According to Holzer (2004), with all the efforts of society activists and the growing electoral competition among political parties in Mexico, the PRI ruled the country from 1929 to 2000. Most of the political activities and privileges for citizens particularly the lower class or the grassroots’ people were said to be channeled through Corporalist and Clientelist organizations. This helped strengthen the PRI party’s hold on power in Mexico. Supporters of the PRI party received lion share in the distribution of state resources and opportunities. This was also a common practice in Argentina, Peru, Guatemala, Chile, among others. In Chile for instance, the estate owners efficiently controls the votes of their tenants. The government therefore ensured that land reform policies favored those who supported the existing regime.
In other parts of the developing world like Africa, political powers, state resources, and benefits were shared among regions and citizens according to how they pledged their support and loyalty to the ruling government. For instance, when Robert Gabriel Mugabe took over the mantle of power in Zimbabwe, he redistributed land among his people or those who sided with him or his ruling. He took lands from white farmers and gave them to his kinsmen (his supporters).
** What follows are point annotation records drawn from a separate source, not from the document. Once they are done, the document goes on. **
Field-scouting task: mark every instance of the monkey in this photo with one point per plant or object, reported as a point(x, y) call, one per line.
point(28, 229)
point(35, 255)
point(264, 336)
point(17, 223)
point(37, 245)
Kwame Nkrumah of Ghana, Idi Amin of Uganda, Siaka Stevens in Seirra Leone, and many other leaders when took power from their colonial counterparts, they deviated from the initial goals of getting the power and personalized the government functions. Only their supporters enjoyed state benefits.
However, with the institution of civil society and other democratic institutions such as Anti-Corruption Commission, police, and the likes have tremendously contributed to the demise of clientel politics in Mexico and other parts of Latin America as well as the rest of the world. During the early days of PRI regime in Mexico, there were very few and weak independent organizations. Civil society groups were also incapable to effects many political change. These virtually prolonged the life of PRI rule in Mexico.
The independent of state institutions such as electoral bodies, police, civil society, and others ca, help to minimize or end clientel politics and facilitate the simplicity and smooth running of democratic government. Civil society organization can serve as a watch-dog on the government. They work to ensure that governments or leaders operate or function according to democratic tenets in the state. As put by Holzer (2004), the organizational pluralism in Mexico became broader to the extent that led to the emergence of new political groups representing diverse interest that incorporate all and sundry regardless of regional and other differences. This coupled with economic crisis paved the path for the decline in legitimacy of the government and also broadened the way for the exit of clentelists in Mexico.
The independent of electoral institutions also played a leading role in the 2000 elections that led to the demise of PRI and enhanced democratic consolidation. Civil society groups and electoral bodies, and other countries like Ghana, Sierra Leone, Uganda, Algeria, and Guatemala including others provide for peaceful exit of clientel politics.
Holzner (2004) also maintained that informal sharing across the country will help to reduce the vulnerability of the poor or those that occupy lower class to the sanction of local political leaders. The information discrimination could be attained through the freedom of press and state and private media.
I thereby put that the institution of democracy and the upholding of democratic tenets such as freedom of the press, independence of the judiciary, electoral bodies, police, civil society groups helped to minimize or end clientel politics in Mexico, Latin America, and other nations.
I also contend that Clientelism can hardly be totally eliminated in the developing countries where resources are inadequate to satisfy the general good of the masses. Also, since political parties work to satisfy their supporters’ interest and need in order to gain support in election, Clientelism will hardly see its final exit. Even in democracy, Clientelism still operates or exists though in a low profile. For instance the head of state appoints ministers and ambassadors. These appointments is based on who supports and is loyal to the party and the president, and not by merits or total representation.